SEVEN WILD SISTERS
by Charles de Lint
Reviewed by Steven H Silver
Anyone who has read the works of Charles de Lint knows that his world of fairy can be a malicious, as well as magical, place. In the book Seven Wild Sisters, de Lint tells the story of Sarah Jane Dillard’s first encounter with “Aunt” Lillian Kindred and the subsequent adventure which befalls herself and her six siblings.
Lillian Kindred is a mysterious witch figure to Sarah Jane and her six sisters, although de Lint makes it clear that she is an accepted part of the adult community, who helps out the old woman who lives in the woods far away from Newford civilization. When Sarah Jane finally does work up the courage to spy on Aunt Lillian, she discovers an interesting woman who has a frontierswoman view of life and hard work, mixed with an understanding of the natural, and supernatural, world around her. Sarah Jane begins to help Aunt Lillian around her farm and listens in rapt attention to Aunt Lillian’s stories of the spirits of the woods although she does not have any encounters with them.
One of the chores Sarah Jane helps with is the gathering of the root ‘sang, which provides the impetus for the supernatural element to enter into the story. Sarah Jane finds herself in the middle of a fairy feud when she saves a ‘sangman from the arrows shot at it by bee fairies. When Sarah Jane disappears into the land of fairy to resolve her issues with the bee fairies, de Lint happily switches to the points of view of her sundry sisters. Once the world of fairy gains a toehold into the Dillard family, it seems that all of the sisters are affected by it as Sarah Jane’s six sisters are taken captives by the bee fairies and the ‘sangmen to be used as pawns.

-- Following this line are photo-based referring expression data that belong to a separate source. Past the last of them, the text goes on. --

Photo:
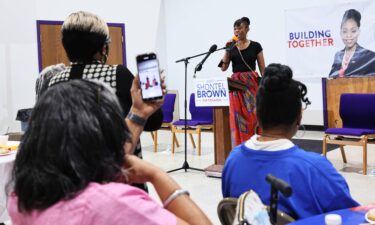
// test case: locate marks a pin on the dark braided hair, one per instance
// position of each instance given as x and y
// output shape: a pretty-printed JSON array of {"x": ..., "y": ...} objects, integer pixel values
[
  {"x": 279, "y": 98},
  {"x": 243, "y": 20}
]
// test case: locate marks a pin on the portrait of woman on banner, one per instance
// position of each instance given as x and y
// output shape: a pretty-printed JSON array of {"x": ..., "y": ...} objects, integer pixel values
[{"x": 353, "y": 60}]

The seven sisters are comprised of three individuals and two sets of twins. In each of the cases of the twins, each girl appears almost as half an individual, with similar interests as her twin and the ability to complete the twin’s sentences. This is a feature which de Lint has used before, most notably in the Crow sisters who feature in many of the recent Newford stories.
The story mixes healthy doses of adventure and de Lint’s vision of magic while laying the groundwork for a variety of stories which can be told about these characters in the future. In fact, Seven Wild Sisters doesn’t even form the beginning of this sequence, as “Aunt” Lillian appeared as Lily in de Lint’s recent story “Somewhere in My Mind is a Painting Box.” Nevertheless, it appears clear that de Lint intends to continue to write about the Dillard sisters, either individually or collectively.